1Department of Rheumatology and Clinical Immunology, Star Hospitals, Hyderabad, India
2Department of Pulmonology, Star Hospitals, Hyderabad, India
Sign in to download the Issue in PDF format.
Dear Editor,
Interstitial lung disease (ILD) is a frequent extra-articular manifestation of rheumatoid arthritis (RA), which usually manifests several years after the onset of articular symptoms. However, less than 10% of RA patients have ILD as an initial manifestation.1,2 Organising pneumonia (OP) preceding articular manifestations of RA is extremely uncommon with only few cases reported.1-8
A 28-year-old female with three months of gestation, presented with dry cough for one year, and symmetrical inflammatory polyarthritis involving small and large joints of all the extremities for one month. Examination revealed multiple tender joints, and swollen left wrist joint. Fine inspiratory crepitations were heard on auscultation over both the lungs. Rest of the physical examination was normal.
On evaluation, complete blood counts, urine examination, creatine phosphokinase, renal and liver function tests were normal. Computed tomography imaging of the chest (performed five months prior to the present presentation) was suggestive of OP (Figure 1). C-reactive protein was elevated, rheumatoid factor (RF) was positive (20 times above normal limit), and anti-cyclic citrullinated peptide antibodies (ACPA) were negative. Anti-nuclear antibodies by indirect immunofluorescence on Hep-2 cells at 1:100 titre showed fine speckled nuclear pattern. Line immunoassays for myositis specific/associated and anti-extractable nuclear antigen antibodies were negative. Anti-neutrophilic cytoplasmic antibodies were negative, and serum complement (C3, C4) levels were normal. Forced vital capacity on spirometry was 80%. Sputum did not yield any pathogenic organisms. Polymerase chain reaction for mycobacterium tuberculosis antigen in the sputum was negative. Lung biopsy was deferred, as the clinical and radiological characteristics of the lung lesions were consistent with OP. With a diagnosis of seropositive RA with ILD, patient received oral prednisolone 30 mg/day (with tapering of 5 mg every fortnightly), and sulfasalazine 2 gms/day. Within next few days, her pulmonary and articular symptoms subsided.
Figure 1. Organising pneumonia.
Computed tomography of the chest showing multiple consolidations with central ground glassing (reverse halo sign), predominantly in the peripheral and sub-pleural locations in both the lungs.
OP is a type of ILD, histologically characterized by buds of granulation tissue within the bronchioles and alveoli.6 It is called cryptogenic OP when the etiology remains uncertain, and secondary OP when associated with infections, drugs, and connective tissue diseases including RA.9 Compared with other types of ILD seen in RA, such as nonspecific interstitial pneumonia and usual interstitial pneumonia, OP is less common and has better prognosis.8 Occasionally OP may resolve spontaneously. However, most of the patients require glucocorticoids, which is the standard of care. Cyclophosphamide can be used in patients not responding to corticosteroids.10
PubMed search with terms “rheumatoid arthritis” AND (“organising pneumonia” OR “organizing pneumonia” OR “organising pneumonitis” OR “organizing pneumonitis” OR “BOOP” OR “interstitial lung disease”) identified 11 patients of RA with OP as an initial manifestation, published in English literature.1-8 Clinical characteristics of these patients including the present case are summarised in Table 1. The median age of these patients was 61.5 years (range: 28-86), with present case being the youngest, and 8/12 patients were female. The median duration between the onset of respiratory and articular manifestations was 7 months (range: 0.5-32).At the onset of respiratory symptoms, RF and ACPA were positive in 7/8 and 7/7 patients respectively. Whereas at the onset of articular symptoms, RF was positive in all the patients, and 10/11 patients had ACPA. In the present case it is uncertain whether the antibodies were present at the onset of ILD or developed thereafter.

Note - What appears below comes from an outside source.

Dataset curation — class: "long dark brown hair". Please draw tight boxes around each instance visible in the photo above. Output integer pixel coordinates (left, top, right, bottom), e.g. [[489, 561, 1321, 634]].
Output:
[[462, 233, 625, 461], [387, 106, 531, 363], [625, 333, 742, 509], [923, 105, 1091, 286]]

The present case along with previously published cases emphasises on the importance of testing for RF and ACPA, and a cautious follow-up for development of arthritis in patients with cryptogenic OP.
Informed consent could not be obtained, as we lost contact with the patient. However, patient’s identity has not been revealed.
The authors declare no conflict of interest.